Bug 33860
Summary: | potential speed up of parser by recoding expression rules | ||
---|---|---|---|
Product: | WebKit | Reporter: | Patrick Mueller <pmuellr> |
Component: | JavaScriptCore | Assignee: | Nobody <webkit-unassigned> |
Status: | RESOLVED WONTFIX | ||
Severity: | Normal | CC: | ariya.hidayat, zack.carter, zherczeg, zoltan |
Priority: | P2 | ||
Version: | 528+ (Nightly build) | ||
Hardware: | All | ||
OS: | All |
Patrick Mueller
While playing with the bison parser for JavaScriptCore, I did a little googling research on bison optimization. Stumbled upon this:
http://compilers.iecc.com/comparch/article/97-03-086
which claims you can reduce the number of reductions by changing the way the rules are defined; basically flattening the recursive rules that define precedence, and adding the precedence back via %prec directives.
Just to see what was going on, I traced through the following expression (turned on the debug flags)
x = { a: 1 };
The parser walks the following steps when it hits the "1" token, consuming a "}" during the reduction:
NUMBER
Literal
PrimaryExprNoBrace
PrimaryExpr
MemberExpr
NewExpr
LeftHandSideExpr
PostfixExpr
UnaryExpr
MultiplicativeExpr
AdditiveExpr
ShiftExpr
RelationalExpr
EqualityExpr
BitwiseANDExpr
BitwiseXORExpr
BitwiseORExpr
LogicalANDExpr
LogicalORExpr
ConditionalExpr
AssignmentExpr
It seems to me that at least the rules from PostfixExpr down through ConditionalExpr would be good candidates to try this on.
Attachments | ||
---|---|---|
Add attachment proposed patch, testcase, etc. |
Patrick Mueller
In case the link in the summary goes away, here is the relevant text:
One more hint:
If the language has compicated expression syntax (like C)

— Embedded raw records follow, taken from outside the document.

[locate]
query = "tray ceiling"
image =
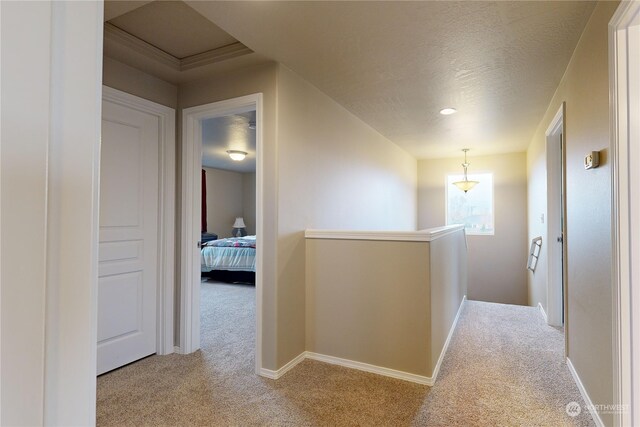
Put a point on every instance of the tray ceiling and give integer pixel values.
(396, 64)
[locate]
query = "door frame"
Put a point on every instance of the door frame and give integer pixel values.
(166, 210)
(556, 195)
(624, 99)
(191, 190)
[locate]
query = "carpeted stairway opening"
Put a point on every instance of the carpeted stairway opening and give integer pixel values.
(504, 366)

it is more efficient to express operators precedence explicitly
by %prec directiove, instead of expression syntax tricks like
it is done in the ISO C and C++ Draft Standatd (where operators
precedence is expressed implicitly).
It is significanly reduces number of reduces (by mean of LALR
algorithm) while parsing.
For example:
[bad style]
AdditiveExpression:
AdditiveExpression AddOperator MultiplicativeExpression |
MultiplicativeExpression;
AddOperator:
lxmPlus |
lxmMinus;
MultiplicativeExpression:
MultiplicativeExpression MulOperator HighPrecExpression |
HighPrecExpression;
MulOperator:
lxmMul |
lxmDiv;
[better style]
Expression:
HighPrecExpression |
lxmLeftPar Expression lxmRightPar |
Expression lxmPlus Expression %prec pseudoAdditive |
Expression lxmMinus Expression %prec pseudoAdditive |
Expression lxmMul Expression %prec pseudoMultiplicative |
Expression lxmDiv Expression %prec pseudoMultiplicative;
Regards,
Alexander.
--
Alexander N. Krotoff krotoff@such.srcc.msu.su
Research Computer Center tel: +7(095)939-2638
Moscow State University fax: +7(095)939-4430
Zach Carter
Right, by using ambiguous rules and manually resolving the ambiguities using precedence directives, it should reduce the number of reductions needed. You can also set the precedence of an operator token directly:
%left '+' '-'
%left '*' '/'
etc...
E.g. any rule with a '+' token will have the associated precedence, although using %prec gives you direct control over which rule to apply the precedence to.
Patrick Mueller
Some stats from using YYDEBUG and then running jsc on the file SunSpider/tests/parse-only/jquery-1.3.2.js, looking at output lines of the form:
-> $$ = nterm [whatever}
which appear to be giving interim parse states.
240,083 total states
224,882 states containing "NoNode"
16,074 states containing "NoBF"
174,595 states containing "Expr_NoNode"
10,008 states containing "PostfixExpr_NoNode"
7,821 states containing "ConditionalExpr_NoNode"
so it looks like concentrating on just the "expressions", and the NoNode variety in particular, will hit a large swath of the reductions. The PostFixExpr and ConditionalExpr counts are interesting, because of the number of reductions from the first to the last. There are 13 states between them, so if you ball-park that 7.8K of them went through all 13 states, that's about 100K states. 40% of the states hit in total.
Patrick Mueller
In Bug 32722, comment 28, it's mentioned that Zoltan may be working on a replacement, non-Bison generated parser. In which case this bug can be RESOLVED WONTFIX or something.
Ariya Hidayat
JSC does not use bison-based parser anymore.